J Hosp Palliat Care. 2021 Mar 1;24(1):66-68. doi: 10.14475/jhpc.2021.24.1.66.
The World Health Organization (WHO) declared the coronavirus disease 2019 (COVID-19) outbreak to be a pandemic on March 12, 2020. In Korea, there have been 24,027 confirmed cases of COVID-19 and 420 deaths as of October 3, 2020. The clinical spectrum of COVID-19 ranges from asymptomatic infection to death. Cancer care in this pandemic has radically changed. The literature was reviewed. The COVID-19 pandemic has made it urgently necessary to profoundly re-organize cancer patients' care without compromising cancer outcomes. Several important questions in regard to COVID-19 infection in cancer patients have emerged. Are patients with cancer at a higher risk of COVID-19 infection? Are they at an increased risk of mortality and severe illness when infected with COVID-19? Does anticancer treatment affect the course of COVID-19? Based on the existing research, cancer patients with immunosuppression are vulnerable to COVID-19 infection, and cancer patients are more likely to experience severe COVID-19. However, chemotherapy and major surgery do not seem to be predictors of hospitalization or severe disease. Korean background data on patients with cancer and COVID-19 are lacking. Prospective multicenter studies on the outcomes of patients with cancer and COVID-19 should be conducted.

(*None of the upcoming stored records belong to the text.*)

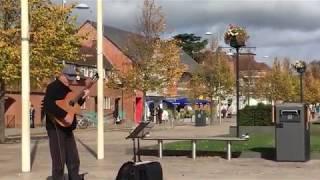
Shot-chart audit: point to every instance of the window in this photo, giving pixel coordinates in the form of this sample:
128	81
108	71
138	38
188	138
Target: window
84	71
83	106
107	103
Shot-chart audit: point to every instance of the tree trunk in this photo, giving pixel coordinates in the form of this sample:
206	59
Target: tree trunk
2	110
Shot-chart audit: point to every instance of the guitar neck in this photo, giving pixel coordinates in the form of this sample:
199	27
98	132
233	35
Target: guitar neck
81	93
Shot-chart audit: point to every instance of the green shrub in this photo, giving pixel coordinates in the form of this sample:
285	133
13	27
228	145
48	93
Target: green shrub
260	115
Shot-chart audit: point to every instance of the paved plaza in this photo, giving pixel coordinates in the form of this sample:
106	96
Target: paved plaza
118	150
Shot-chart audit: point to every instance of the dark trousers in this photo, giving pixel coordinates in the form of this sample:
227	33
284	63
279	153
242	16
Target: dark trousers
63	151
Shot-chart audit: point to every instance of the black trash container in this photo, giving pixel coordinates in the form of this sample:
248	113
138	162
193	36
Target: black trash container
292	132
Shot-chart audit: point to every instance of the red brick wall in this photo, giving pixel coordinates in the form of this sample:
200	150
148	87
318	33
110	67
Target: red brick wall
13	112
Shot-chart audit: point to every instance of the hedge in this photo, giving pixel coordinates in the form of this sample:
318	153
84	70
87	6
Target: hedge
260	115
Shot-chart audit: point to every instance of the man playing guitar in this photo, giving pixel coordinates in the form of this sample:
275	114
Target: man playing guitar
60	124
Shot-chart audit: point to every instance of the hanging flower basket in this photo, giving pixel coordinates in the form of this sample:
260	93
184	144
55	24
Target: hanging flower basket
300	66
235	36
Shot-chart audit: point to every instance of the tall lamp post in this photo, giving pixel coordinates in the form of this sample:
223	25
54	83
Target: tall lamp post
236	37
300	67
25	88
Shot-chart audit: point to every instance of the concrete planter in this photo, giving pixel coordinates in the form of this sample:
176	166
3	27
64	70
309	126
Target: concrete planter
252	130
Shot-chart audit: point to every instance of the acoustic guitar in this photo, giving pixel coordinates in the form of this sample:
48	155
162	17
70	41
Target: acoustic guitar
70	102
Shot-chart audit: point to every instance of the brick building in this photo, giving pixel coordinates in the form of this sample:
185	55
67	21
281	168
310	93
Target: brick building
129	103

2020年3月12日,世界卫生组织(WHO)宣布2019冠状病毒病(COVID-19)疫情为大流行。截至2020年10月3日,韩国已有24027例COVID-19确诊病例,420人死亡。COVID-19的临床谱涵盖从无症状感染到死亡。这场大流行期间的癌症护理已发生彻底改变。本文对相关文献进行了综述。COVID-19大流行使得在不影响癌症治疗效果的前提下,迫切需要对癌症患者的护理进行深刻的重新组织。关于癌症患者感染COVID-19出现了几个重要问题。癌症患者感染COVID-19的风险更高吗?感染COVID-19后,他们的死亡和重症风险会增加吗?抗癌治疗会影响COVID-19的病程吗?基于现有研究,免疫抑制的癌症患者易感染COVID-19,且癌症患者更易出现重症COVID-19。然而,化疗和大手术似乎并非住院或重症疾病的预测因素。韩国缺乏癌症患者和COVID-19患者的背景数据。应开展关于癌症患者和COVID-19患者治疗结果的前瞻性多中心研究。